Multivitamin for slowing epigenetic and brain aging
The COSMOS trial was a large, rigorous randomized controlled trial in older adults. The cognitive arm showed that the multivitamin group had brain aging slowed by 2.1 years globally and episodic memory aging slowed by almost 5 years compared to placebo. The epigenetic sub-study (2 years) showed GrimAge and PhenoAge slowed by 2.7-5 months. DunedinPACE moved in the right direction but wasn't statistically significant. Horvath calls this a 'triumph for epigenetic clocks' because the clocks detected a signal that hard endpoints (mortality, CVD, cancer) did not—likely because those endpoints require even larger samples and longer follow-up. He frames it as 'testing the test': an intervention that should work based on biology (correcting deficiencies) did move the clocks, validating their sensitivity. Rhonda Patrick emphasizes that 90% of Americans don't get enough essential nutrients from diet, so a multivitamin acts as nutritional insurance.

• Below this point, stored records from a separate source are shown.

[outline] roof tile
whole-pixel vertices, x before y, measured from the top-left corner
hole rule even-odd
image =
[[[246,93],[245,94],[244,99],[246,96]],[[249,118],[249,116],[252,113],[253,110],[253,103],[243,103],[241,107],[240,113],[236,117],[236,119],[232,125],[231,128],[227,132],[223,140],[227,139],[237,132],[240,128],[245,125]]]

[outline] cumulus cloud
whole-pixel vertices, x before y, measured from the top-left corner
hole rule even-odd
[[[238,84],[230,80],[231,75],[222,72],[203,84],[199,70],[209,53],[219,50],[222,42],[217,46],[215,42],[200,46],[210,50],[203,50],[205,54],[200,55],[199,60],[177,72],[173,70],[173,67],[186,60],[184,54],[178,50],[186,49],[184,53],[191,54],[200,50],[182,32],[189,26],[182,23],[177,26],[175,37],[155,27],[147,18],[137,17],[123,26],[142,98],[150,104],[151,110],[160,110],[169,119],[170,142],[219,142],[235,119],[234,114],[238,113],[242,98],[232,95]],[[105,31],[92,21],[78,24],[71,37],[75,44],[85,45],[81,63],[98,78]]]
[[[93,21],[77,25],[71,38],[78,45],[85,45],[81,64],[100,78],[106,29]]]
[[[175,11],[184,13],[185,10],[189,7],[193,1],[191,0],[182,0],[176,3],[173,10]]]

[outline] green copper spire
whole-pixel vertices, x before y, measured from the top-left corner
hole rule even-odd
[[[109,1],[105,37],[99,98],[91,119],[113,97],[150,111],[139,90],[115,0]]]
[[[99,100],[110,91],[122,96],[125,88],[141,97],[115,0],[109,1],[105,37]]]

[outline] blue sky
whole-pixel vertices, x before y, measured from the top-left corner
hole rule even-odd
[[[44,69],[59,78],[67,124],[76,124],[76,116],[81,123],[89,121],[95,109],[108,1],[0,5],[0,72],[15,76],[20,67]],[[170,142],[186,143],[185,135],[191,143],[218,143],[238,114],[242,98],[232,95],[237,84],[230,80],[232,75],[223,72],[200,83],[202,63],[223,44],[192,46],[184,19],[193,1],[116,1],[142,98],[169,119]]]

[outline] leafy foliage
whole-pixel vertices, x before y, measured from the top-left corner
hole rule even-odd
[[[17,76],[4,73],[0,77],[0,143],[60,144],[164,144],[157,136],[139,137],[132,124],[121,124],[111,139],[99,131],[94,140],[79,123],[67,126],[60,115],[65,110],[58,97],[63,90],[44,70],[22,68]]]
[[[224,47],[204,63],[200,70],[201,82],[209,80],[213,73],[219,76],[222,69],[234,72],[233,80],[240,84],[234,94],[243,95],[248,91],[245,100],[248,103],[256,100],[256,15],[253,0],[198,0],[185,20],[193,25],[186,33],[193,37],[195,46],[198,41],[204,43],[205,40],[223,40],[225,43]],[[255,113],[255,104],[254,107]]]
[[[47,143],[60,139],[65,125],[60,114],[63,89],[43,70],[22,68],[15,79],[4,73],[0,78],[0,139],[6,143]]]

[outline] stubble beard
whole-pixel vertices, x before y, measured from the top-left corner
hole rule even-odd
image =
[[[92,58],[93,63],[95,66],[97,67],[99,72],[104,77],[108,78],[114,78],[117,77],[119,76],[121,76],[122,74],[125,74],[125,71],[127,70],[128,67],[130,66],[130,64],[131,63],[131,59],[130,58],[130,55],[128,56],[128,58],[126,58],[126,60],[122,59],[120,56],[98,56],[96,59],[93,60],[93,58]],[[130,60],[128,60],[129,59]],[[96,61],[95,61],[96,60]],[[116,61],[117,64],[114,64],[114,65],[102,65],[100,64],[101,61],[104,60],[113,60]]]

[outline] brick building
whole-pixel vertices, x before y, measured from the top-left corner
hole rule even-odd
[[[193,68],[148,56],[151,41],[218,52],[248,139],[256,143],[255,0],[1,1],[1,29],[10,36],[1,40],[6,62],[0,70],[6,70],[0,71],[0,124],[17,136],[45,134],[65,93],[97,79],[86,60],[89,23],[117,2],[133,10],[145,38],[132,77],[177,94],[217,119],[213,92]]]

The multivitamin likely works by correcting subclinical deficiencies in micronutrients that would otherwise accelerate age-related damage accumulation. The epigenetic clocks, particularly GrimAge and PhenoAge, detected a signal even though mortality endpoints didn't reach significance, which Horvath interprets as the clocks being more sensitive to subtle biological improvements than hard endpoints that require very large sample sizes and longer follow-up.
Horvath: 'I started multivitamin after you started talking about it. That motivated me.' He previously didn't take one because he looked at the literature and saw no benefit, but the COSMOS data changed his mind.
To me, this whole study was one triumph for epigenetic clocks... I take it as a wonderful triumph of epigenetic clocks that they did pick up the signal.